Laufzeit: 11/2020 bis 09/2022

Reichweite: Niedersachsen und Rheinland-Pfalz

Zuwendungsgeber: Das Projekt wird finanziert

  • aus dem Asyl-, Migrations- und Integrationsfonds (AMIF) der Europäischen Union
  • durch die für Integration und Teilhabe zuständigen Ministerien der Länder Niedersachsen und Rheinland-Pfalz
  • durch die Stadt Ludwigshafen


Inhalte/Schwerpunkte:

Das Projekt unterstützt Kommunalverwaltungen in Niedersachsen und Rheinland-Pfalz bei der bedarfsgerechten Ausgestaltung ihres kommunalen Integrationsmanagements. Standorte sind zurzeit die Städte Ludwigshafen und Salzgitter sowie die Landkreise Cuxhaven, Hildesheim und Rotenburg (Wümme). Auf der Basis einer Bestandsaufnahme und einem partizipativ erarbeiteten Handlungskonzept werden dort Strukturen und Verfahrensabläufe entwickelt, die die verwaltungsinterne Koordination und Organisation kommunaler Integrationsaufgaben und die Abstimmung mit externen Akteuren der Integrationsarbeit verbessern. Angestrebt wird ferner eine stärkere Einbeziehung von Migrant:innenenorganisationen. Zudem werden Bausteine für eine kommunale Vielfaltsstrategie erarbeitet. Das Projekt leistet so einen Beitrag, dass Maßnahmen zur Verbesserung der Teilhabe von insbesondere neu zugewanderten Menschen an den verschiedenen Bereichen der Daseinsvorsorge noch bedarfsorientierter und wirksamer umgesetzt werden.

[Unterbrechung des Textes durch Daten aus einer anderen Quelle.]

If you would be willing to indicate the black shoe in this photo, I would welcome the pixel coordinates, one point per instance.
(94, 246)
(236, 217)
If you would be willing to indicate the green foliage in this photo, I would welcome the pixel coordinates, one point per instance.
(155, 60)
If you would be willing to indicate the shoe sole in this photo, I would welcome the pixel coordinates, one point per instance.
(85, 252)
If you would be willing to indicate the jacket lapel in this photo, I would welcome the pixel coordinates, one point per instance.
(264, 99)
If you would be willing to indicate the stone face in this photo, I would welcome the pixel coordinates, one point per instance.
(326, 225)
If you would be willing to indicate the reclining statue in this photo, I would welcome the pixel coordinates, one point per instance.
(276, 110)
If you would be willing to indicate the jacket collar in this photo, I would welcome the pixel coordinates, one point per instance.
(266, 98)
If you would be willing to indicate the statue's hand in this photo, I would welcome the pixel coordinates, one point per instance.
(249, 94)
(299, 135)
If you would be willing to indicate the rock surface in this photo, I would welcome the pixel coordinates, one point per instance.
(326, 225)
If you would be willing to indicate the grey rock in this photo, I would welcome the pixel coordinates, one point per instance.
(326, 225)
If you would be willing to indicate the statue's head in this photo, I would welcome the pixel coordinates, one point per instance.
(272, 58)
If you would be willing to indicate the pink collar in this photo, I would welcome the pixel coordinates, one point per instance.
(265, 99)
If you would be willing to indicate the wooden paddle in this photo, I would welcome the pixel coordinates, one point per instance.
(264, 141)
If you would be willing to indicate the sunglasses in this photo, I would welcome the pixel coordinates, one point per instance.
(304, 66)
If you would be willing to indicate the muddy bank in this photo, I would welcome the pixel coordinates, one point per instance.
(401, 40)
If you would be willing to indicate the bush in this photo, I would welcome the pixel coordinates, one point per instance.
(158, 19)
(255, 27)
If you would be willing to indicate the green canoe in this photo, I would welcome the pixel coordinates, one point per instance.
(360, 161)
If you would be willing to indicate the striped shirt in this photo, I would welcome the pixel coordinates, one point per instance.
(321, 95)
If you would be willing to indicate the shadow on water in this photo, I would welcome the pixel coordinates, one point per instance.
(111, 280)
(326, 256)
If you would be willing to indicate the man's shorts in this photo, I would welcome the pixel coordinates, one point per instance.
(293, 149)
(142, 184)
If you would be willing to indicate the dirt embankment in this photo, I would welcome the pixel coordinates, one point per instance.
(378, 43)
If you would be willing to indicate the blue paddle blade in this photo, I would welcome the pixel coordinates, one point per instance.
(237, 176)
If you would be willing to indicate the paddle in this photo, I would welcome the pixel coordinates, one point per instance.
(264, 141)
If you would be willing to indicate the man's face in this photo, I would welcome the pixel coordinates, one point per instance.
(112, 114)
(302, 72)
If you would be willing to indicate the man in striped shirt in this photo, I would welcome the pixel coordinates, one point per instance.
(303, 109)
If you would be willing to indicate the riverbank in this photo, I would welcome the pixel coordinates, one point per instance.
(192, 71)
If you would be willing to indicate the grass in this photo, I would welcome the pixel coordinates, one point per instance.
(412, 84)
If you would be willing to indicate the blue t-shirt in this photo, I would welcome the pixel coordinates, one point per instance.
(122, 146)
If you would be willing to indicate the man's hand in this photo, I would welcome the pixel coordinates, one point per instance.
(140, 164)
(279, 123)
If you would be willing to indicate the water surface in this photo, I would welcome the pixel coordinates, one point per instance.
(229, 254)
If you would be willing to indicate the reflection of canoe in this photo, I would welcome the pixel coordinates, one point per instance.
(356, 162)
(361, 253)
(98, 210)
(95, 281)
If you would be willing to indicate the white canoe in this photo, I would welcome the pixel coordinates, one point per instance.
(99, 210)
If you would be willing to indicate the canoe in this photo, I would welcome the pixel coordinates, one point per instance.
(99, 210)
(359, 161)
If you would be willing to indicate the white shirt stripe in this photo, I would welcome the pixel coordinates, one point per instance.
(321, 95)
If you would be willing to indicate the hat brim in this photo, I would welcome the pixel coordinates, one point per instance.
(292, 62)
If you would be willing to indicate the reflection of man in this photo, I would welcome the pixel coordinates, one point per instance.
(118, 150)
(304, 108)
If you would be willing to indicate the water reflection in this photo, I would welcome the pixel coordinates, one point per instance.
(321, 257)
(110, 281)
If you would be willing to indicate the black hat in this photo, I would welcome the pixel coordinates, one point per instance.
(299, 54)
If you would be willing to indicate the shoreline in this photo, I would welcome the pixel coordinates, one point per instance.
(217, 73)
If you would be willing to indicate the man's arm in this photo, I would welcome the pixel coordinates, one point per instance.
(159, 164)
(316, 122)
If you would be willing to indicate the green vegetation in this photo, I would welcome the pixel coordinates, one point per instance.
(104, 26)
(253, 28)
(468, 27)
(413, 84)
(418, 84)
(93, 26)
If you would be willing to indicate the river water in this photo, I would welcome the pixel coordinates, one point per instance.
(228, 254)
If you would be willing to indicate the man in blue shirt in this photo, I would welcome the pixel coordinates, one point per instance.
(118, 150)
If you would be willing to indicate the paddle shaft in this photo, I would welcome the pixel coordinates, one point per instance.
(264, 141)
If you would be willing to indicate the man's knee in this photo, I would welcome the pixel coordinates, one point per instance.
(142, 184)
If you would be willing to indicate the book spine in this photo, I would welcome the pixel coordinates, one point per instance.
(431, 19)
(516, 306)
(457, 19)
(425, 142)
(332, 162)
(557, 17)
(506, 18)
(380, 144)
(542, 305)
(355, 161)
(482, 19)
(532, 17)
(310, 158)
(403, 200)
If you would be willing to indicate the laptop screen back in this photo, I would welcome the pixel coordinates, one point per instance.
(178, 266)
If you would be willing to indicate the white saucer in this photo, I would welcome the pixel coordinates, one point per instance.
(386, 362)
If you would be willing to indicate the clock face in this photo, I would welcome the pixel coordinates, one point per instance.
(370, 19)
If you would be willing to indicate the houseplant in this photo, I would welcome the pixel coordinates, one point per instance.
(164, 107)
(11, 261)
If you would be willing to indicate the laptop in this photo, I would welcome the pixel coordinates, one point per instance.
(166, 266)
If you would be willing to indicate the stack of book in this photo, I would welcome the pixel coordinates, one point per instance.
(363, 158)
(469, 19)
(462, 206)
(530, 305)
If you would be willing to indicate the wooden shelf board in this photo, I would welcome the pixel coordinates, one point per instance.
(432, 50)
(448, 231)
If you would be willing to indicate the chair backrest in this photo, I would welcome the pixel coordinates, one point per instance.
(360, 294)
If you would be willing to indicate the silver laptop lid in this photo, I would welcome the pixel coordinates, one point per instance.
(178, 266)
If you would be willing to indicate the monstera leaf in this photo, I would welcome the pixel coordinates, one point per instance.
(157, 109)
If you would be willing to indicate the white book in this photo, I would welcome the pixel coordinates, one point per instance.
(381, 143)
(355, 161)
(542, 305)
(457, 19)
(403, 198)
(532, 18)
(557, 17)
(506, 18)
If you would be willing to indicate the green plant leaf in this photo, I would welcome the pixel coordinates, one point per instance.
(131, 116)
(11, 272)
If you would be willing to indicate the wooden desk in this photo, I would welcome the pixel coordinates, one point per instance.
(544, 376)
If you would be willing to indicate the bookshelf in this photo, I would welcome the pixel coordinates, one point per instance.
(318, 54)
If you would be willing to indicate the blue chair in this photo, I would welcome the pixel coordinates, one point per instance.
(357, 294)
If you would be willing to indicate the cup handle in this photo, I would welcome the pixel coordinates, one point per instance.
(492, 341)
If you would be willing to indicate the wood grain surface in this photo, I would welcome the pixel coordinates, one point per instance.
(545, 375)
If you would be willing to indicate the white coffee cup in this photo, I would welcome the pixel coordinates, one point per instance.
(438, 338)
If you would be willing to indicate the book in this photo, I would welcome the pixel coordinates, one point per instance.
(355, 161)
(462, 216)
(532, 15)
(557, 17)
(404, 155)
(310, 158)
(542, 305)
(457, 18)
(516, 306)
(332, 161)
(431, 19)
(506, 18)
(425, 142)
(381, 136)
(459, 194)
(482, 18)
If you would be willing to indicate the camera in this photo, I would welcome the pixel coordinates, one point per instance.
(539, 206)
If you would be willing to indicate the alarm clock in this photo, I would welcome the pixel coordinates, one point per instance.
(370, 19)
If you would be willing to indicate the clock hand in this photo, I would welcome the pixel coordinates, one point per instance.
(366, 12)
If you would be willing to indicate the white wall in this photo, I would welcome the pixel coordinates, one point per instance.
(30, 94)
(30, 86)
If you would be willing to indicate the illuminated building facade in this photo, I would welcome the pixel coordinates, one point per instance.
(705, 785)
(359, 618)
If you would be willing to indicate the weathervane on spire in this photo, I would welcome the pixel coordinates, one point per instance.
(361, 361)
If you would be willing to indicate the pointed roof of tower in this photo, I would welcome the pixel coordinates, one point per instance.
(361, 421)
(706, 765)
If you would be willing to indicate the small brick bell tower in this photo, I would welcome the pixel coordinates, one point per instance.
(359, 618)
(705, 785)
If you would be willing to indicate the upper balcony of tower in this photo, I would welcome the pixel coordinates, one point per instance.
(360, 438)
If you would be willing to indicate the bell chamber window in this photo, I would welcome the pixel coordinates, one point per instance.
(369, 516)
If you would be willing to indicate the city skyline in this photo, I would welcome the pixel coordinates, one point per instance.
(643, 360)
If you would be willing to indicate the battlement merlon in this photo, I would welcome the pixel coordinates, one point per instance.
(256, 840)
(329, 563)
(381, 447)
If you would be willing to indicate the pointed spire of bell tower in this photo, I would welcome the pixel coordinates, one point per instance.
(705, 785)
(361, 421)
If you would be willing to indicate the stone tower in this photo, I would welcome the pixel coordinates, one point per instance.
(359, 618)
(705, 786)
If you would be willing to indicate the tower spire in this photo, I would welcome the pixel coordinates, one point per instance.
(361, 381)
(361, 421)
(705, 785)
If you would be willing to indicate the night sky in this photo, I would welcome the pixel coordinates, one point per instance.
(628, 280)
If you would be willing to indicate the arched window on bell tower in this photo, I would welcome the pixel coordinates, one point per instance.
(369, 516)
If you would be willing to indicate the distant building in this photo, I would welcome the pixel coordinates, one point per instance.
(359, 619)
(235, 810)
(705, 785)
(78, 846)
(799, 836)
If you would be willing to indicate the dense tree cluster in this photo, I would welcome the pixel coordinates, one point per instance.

In interkommunalen Peer-to-Peer-Lernformaten haben die Partnerkommunen Gelegenheit, sich über die jeweils umgesetzten Konzepte auszutauschen sowie Anregungen für den eigenen Veränderungsprozess und Lösungsmöglichkeiten zu eingebrachten Problemstellungen zu erhalten.

Darüber hinaus werden Fachforen zur Vertiefung von Schwerpunktthemen durchgeführt, an denen Fach- und Führungskräfte aus allen interessierten Kommunen in Niedersachsen und Rheinland-Pfalz teilnehmen können.